Must-Reads from Sharon Shavitt, University of Illinois at Urbana-Champaign

Sharon Shavitt is Walter H. Stellner Professor of Marketing and Professor in the Department of Psychology and at the Survey Research Laboratory at the University of Illinois. She teaches undergraduate, M.B.A., and Ph.D. courses in promotions management, survey design for marketing research, and consumer behavior.

Her research focuses primarily on the cross-cultural factors affecting consumer persuasion, attitudinal and value judgments, and survey responding. Sharon is Past-President of the Association for Consumer Research and an associate editor of Journal of Consumer Research and Journal of Consumer Psychology.

“Through social media and other data sources, we extract more information and ideas than ever from our customers,” she said. “As marketers seek to gain more individualized learnings about their current and prospective customers, these readings highlight new insights for market segmentation and for consumer incentives.”

Recommended reading


The Marketplace of Ideology: “Elective Affinities” in Political Psychology and Their Implications for Consumer Behavior by John T. Jost, Journal of Consumer Psychology

“This paper reviews the rapidly accumulating literature on how liberals and conservatives differ in how they make consumer choices. Who is more likely to keep organizational and cleaning supplies around? Who is more likely to buy and boycott brands for political reasons? John Jost, one of our foremost political psychologists, answers these questions and more in a paper that is sweeping in scope and highly readable. Jost reviews what we know about fundamental differences between liberals and conservatives in their personalities, goals, and the ways they think. The paper explains how understanding the distinct psychology of liberals and conservatives can offer segmentation strategies that inform a range of managerial decisions.”


Cultivating Optimism: How to Frame Your Future during a Health Challenge by Donnel A. Briley, Melanie Rudd, and Jennifer Aaker, Journal of Consumer Research 

“What gives rise to a positive outlook when facing a serious health challenge, such as traumatic injury or cancer, and how does this impact consumer choices? Optimism is key to health and recovery, and cultural segmentation offers a path to fostering optimism. This research shows that adopting the mental frame that is typical for one’s cultural background gives rise to optimism about recovery, because it makes it easier to visualize a positive outcome. Past research shows that people from Western cultural backgrounds tend to frame things in terms of agentic steps they might take, whereas people from Eastern cultural backgrounds tend to think in terms of responding to situations. In one study with cancer survivors, European Americans who adopted a mental frame in which they were initiating action (versus responding to situations) were more optimistic about beating their illness and, as a result, expected to have more energy in the future. The opposite pattern held for Asian Americans. The important insight for managers: Many consumer decisions reflect optimism about one’s future abilities. Thus, the authors showed that these patterns extended to intentions to go on more physically demanding vacations, stick to a diet plan, and get vaccinated.”

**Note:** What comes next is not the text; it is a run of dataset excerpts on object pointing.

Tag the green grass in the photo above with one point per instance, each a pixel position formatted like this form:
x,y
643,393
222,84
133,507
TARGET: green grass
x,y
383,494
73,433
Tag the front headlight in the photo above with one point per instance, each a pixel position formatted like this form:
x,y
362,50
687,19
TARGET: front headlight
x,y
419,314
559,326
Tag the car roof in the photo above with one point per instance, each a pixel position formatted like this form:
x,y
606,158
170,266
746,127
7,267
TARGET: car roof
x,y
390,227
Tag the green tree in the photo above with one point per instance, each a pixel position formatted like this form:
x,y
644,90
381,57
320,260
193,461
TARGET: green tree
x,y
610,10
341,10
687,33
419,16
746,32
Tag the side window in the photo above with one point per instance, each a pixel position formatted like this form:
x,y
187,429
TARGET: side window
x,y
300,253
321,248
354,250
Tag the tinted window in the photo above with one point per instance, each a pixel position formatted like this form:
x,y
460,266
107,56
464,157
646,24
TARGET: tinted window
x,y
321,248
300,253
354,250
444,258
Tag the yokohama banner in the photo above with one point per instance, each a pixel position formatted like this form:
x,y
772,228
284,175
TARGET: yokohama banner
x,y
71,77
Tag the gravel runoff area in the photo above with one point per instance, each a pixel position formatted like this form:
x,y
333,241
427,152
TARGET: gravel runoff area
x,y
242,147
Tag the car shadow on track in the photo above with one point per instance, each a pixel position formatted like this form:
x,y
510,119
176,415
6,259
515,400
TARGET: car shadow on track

Social-Recognition versus Financial Incentives? Exploring the Effects of Creativity-Contingent External Rewards on Creative Performance by Ravi Mehta, Darren Dahl, and Rui Zhu, Journal of Consumer Research

“Here’s a question that anyone who uses crowdsourced innovation platforms has faced: How do we incentivize our users to be creative in the ideas they generate? Is money more motivating or are social recognitions and badges better? This research shows that when money is promised, people amp up their creative performance, but the same is not true when social recognition is offered. The core insight is that asking your customers to be original means asking them to transgress, to think outside of the norms that box us in. But social recognition makes you think about norms and pleasing others, and that focus on conformity harms creativity. These findings offer important guidance to managers about how to jump-start truly original ideas in crowdsourcing platforms.”